In a new study published in Pediatrics on Sept. 1 that aims to determine whether or not there is an association between use of stimulant medications in children with ADHD and height deficits in adulthood, William Barbaresi, from the Boston Children's Hospital at the Harvard Medical School in Massachusetts, and colleagues examined the medical records of 340 children with ADHD who were born between 1976 and 1982 and compared their height upon reaching adulthood with those of 680 children without ADHD.
The researchers found that neither ADHD nor treatment with the stimulant drugs was linked with the children's height in adulthood. Although the boys with ADHD who received stimulants for over 3 three years had delayed growth spurt by about six months compared with their peers who did not receive the treatment, the researchers observed that there was no difference in their final height in adulthood.

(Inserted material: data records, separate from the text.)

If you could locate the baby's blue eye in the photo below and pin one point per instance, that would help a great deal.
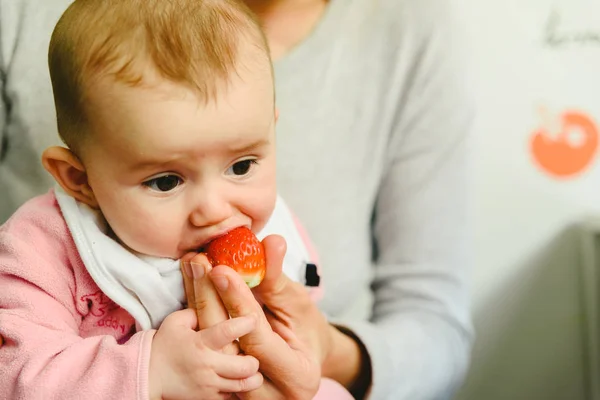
(241, 168)
(164, 183)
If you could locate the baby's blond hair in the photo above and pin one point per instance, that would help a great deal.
(190, 42)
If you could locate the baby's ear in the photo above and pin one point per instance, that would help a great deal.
(70, 174)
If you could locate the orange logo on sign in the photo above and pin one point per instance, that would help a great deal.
(568, 148)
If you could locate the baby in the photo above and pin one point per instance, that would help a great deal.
(167, 110)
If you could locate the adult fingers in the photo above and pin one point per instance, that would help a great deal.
(220, 335)
(240, 385)
(188, 279)
(277, 291)
(268, 347)
(235, 367)
(182, 318)
(208, 304)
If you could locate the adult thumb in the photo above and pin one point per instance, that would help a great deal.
(277, 288)
(185, 318)
(274, 279)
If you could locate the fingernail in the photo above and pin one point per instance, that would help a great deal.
(198, 270)
(221, 282)
(187, 269)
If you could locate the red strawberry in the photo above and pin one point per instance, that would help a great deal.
(241, 250)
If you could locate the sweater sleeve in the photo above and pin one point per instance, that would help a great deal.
(420, 335)
(8, 14)
(43, 356)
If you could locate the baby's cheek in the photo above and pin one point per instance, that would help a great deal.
(152, 234)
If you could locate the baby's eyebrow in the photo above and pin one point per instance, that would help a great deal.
(245, 148)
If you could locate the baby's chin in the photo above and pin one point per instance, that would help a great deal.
(146, 251)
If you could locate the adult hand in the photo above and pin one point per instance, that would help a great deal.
(289, 308)
(290, 367)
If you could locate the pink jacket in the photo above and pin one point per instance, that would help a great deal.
(64, 339)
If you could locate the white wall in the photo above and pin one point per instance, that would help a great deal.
(526, 283)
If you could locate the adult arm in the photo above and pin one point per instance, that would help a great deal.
(420, 335)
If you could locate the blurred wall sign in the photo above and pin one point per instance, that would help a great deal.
(559, 35)
(566, 144)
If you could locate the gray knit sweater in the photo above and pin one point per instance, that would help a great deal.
(372, 148)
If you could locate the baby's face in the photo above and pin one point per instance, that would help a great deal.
(170, 173)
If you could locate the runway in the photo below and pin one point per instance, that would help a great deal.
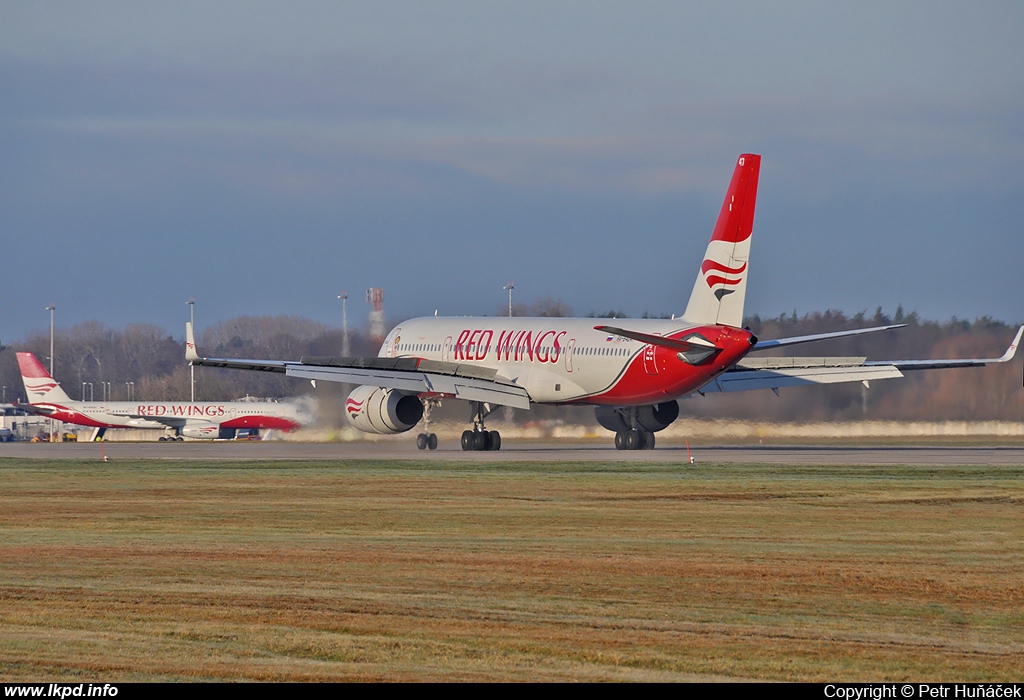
(525, 451)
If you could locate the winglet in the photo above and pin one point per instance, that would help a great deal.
(190, 353)
(1012, 350)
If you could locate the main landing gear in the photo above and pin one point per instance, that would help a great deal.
(634, 439)
(426, 439)
(480, 439)
(629, 433)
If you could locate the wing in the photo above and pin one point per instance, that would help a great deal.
(404, 374)
(776, 373)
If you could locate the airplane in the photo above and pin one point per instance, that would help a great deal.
(634, 372)
(206, 420)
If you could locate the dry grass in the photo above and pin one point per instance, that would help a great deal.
(427, 571)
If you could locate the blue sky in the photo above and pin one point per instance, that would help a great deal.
(263, 157)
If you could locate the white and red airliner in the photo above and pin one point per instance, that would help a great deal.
(633, 370)
(207, 420)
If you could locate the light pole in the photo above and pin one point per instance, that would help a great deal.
(51, 308)
(344, 323)
(192, 318)
(510, 287)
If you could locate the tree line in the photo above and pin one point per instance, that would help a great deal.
(142, 360)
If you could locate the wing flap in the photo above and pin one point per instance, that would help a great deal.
(680, 345)
(416, 382)
(742, 379)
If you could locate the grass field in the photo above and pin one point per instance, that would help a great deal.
(417, 571)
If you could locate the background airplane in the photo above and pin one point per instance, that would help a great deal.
(207, 420)
(633, 370)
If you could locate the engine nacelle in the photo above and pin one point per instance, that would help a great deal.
(653, 418)
(385, 411)
(202, 430)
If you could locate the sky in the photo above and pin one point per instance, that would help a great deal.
(263, 157)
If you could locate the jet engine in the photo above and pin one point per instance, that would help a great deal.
(385, 411)
(652, 418)
(202, 430)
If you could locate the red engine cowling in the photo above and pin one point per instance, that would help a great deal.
(385, 411)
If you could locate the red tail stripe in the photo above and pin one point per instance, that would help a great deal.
(716, 279)
(712, 265)
(735, 221)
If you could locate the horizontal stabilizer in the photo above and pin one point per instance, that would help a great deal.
(768, 345)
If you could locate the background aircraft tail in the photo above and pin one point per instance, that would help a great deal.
(39, 386)
(721, 286)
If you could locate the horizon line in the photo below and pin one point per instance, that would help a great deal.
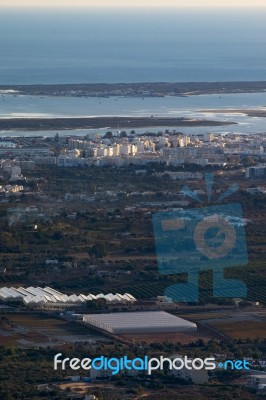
(11, 7)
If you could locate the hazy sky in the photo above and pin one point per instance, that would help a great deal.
(133, 3)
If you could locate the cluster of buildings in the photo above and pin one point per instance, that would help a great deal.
(170, 147)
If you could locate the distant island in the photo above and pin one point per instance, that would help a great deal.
(146, 89)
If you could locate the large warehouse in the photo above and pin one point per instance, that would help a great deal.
(39, 296)
(140, 322)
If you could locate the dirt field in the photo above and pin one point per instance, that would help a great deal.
(27, 330)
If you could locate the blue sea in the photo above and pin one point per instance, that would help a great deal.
(87, 46)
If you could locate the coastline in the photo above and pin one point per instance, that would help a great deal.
(102, 122)
(142, 89)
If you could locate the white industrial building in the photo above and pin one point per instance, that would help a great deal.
(36, 295)
(140, 322)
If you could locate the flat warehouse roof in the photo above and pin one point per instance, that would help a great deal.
(139, 322)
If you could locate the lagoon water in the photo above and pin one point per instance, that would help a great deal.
(82, 46)
(13, 106)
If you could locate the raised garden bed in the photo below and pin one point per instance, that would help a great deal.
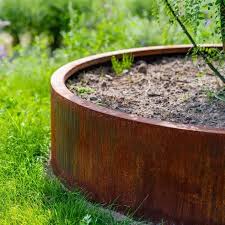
(171, 171)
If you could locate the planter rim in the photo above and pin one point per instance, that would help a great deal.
(60, 76)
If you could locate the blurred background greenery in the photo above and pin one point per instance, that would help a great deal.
(42, 36)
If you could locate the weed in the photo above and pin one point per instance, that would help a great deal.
(120, 65)
(84, 90)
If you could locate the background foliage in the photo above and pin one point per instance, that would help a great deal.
(73, 29)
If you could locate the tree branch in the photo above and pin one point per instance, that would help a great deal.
(203, 55)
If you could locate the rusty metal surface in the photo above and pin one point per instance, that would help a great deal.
(166, 170)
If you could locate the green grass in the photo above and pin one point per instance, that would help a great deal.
(28, 196)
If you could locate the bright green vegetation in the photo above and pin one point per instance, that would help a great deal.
(120, 65)
(196, 12)
(28, 195)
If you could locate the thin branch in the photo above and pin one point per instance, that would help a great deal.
(203, 55)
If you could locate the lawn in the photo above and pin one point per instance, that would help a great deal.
(29, 194)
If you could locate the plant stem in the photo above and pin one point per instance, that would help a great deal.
(222, 19)
(203, 55)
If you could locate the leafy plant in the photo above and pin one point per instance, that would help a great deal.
(189, 14)
(40, 17)
(84, 90)
(120, 65)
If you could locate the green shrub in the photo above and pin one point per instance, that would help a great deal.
(40, 16)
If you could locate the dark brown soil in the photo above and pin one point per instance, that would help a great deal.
(169, 89)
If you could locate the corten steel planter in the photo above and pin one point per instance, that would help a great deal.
(165, 170)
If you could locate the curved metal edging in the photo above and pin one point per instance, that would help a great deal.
(62, 74)
(166, 170)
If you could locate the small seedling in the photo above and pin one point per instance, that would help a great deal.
(124, 64)
(84, 90)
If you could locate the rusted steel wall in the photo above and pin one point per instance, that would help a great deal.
(169, 171)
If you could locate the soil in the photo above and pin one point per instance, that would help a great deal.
(171, 89)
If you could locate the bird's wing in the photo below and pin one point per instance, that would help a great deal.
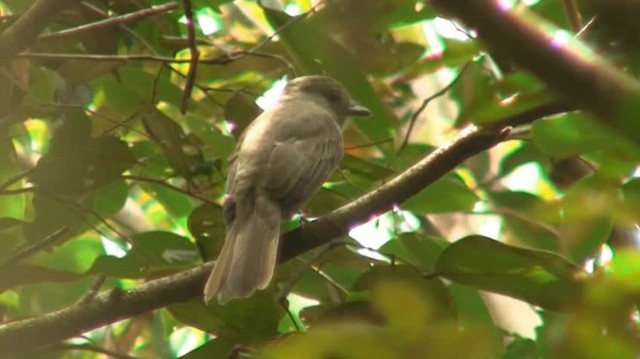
(298, 166)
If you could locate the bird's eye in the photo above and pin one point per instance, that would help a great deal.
(334, 96)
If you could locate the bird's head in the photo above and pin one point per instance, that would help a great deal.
(327, 91)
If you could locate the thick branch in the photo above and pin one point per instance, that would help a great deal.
(112, 306)
(567, 66)
(23, 33)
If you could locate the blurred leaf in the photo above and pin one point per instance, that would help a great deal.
(433, 292)
(524, 154)
(365, 167)
(100, 161)
(207, 226)
(571, 134)
(152, 251)
(442, 196)
(215, 348)
(20, 274)
(242, 320)
(515, 94)
(538, 277)
(415, 249)
(241, 109)
(522, 223)
(182, 151)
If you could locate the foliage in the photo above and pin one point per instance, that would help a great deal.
(112, 174)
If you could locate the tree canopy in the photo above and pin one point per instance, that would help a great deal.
(487, 208)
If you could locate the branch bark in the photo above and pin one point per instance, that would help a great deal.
(565, 64)
(24, 32)
(108, 307)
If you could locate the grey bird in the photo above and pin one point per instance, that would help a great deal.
(279, 163)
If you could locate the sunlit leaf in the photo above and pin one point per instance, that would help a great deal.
(538, 277)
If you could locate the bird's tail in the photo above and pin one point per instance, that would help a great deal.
(248, 257)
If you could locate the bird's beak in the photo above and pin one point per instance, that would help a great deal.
(356, 110)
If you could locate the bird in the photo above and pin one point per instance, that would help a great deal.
(280, 161)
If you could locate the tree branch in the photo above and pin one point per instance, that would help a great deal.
(114, 305)
(23, 33)
(564, 64)
(112, 21)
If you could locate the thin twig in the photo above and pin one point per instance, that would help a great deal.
(25, 252)
(370, 144)
(94, 290)
(194, 56)
(14, 179)
(572, 14)
(426, 101)
(154, 10)
(90, 348)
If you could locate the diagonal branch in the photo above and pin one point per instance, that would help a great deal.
(23, 33)
(115, 305)
(567, 66)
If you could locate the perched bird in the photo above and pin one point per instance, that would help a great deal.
(280, 162)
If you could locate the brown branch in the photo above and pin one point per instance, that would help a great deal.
(219, 60)
(115, 305)
(194, 56)
(426, 101)
(569, 68)
(24, 31)
(117, 20)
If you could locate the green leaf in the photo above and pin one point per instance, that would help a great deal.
(182, 151)
(365, 167)
(416, 249)
(215, 348)
(538, 277)
(244, 320)
(207, 226)
(522, 225)
(20, 274)
(524, 154)
(571, 134)
(443, 196)
(152, 252)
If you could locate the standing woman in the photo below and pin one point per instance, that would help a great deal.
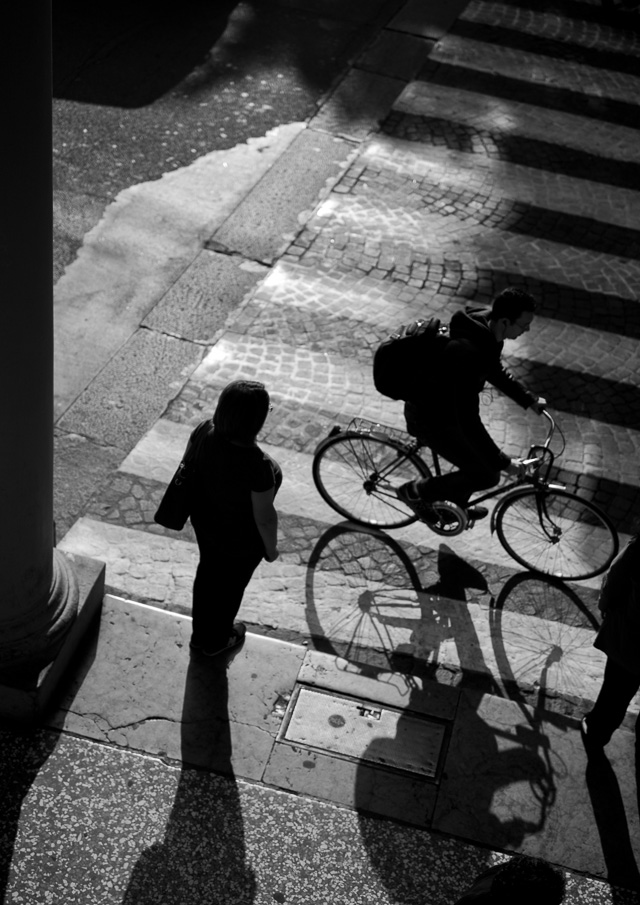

The study also found that there is no association between the duration and dose of treatment and final height.
"Our findings suggest that ADHD treatment with stimulant medication is not associated with differences in adult height or significant changes in growth," the researchers wrote.
Despite that their study has found evidence that stimulant treatments do not have significant effect on the adult height of children with ADHD, Barbaresi said that it is still important that doctors continue to monitor the growth of kids who take these stimulant drugs because it is possible that some of the participants in the study may have stopped their medications when their growth rate has raised concerns and that the research was mostly conducted on white participants which could limit the findings of the study.
Estimates from the American Psychiatric Association show that 5 percent of children have ADHD albeit the actual number may be higher.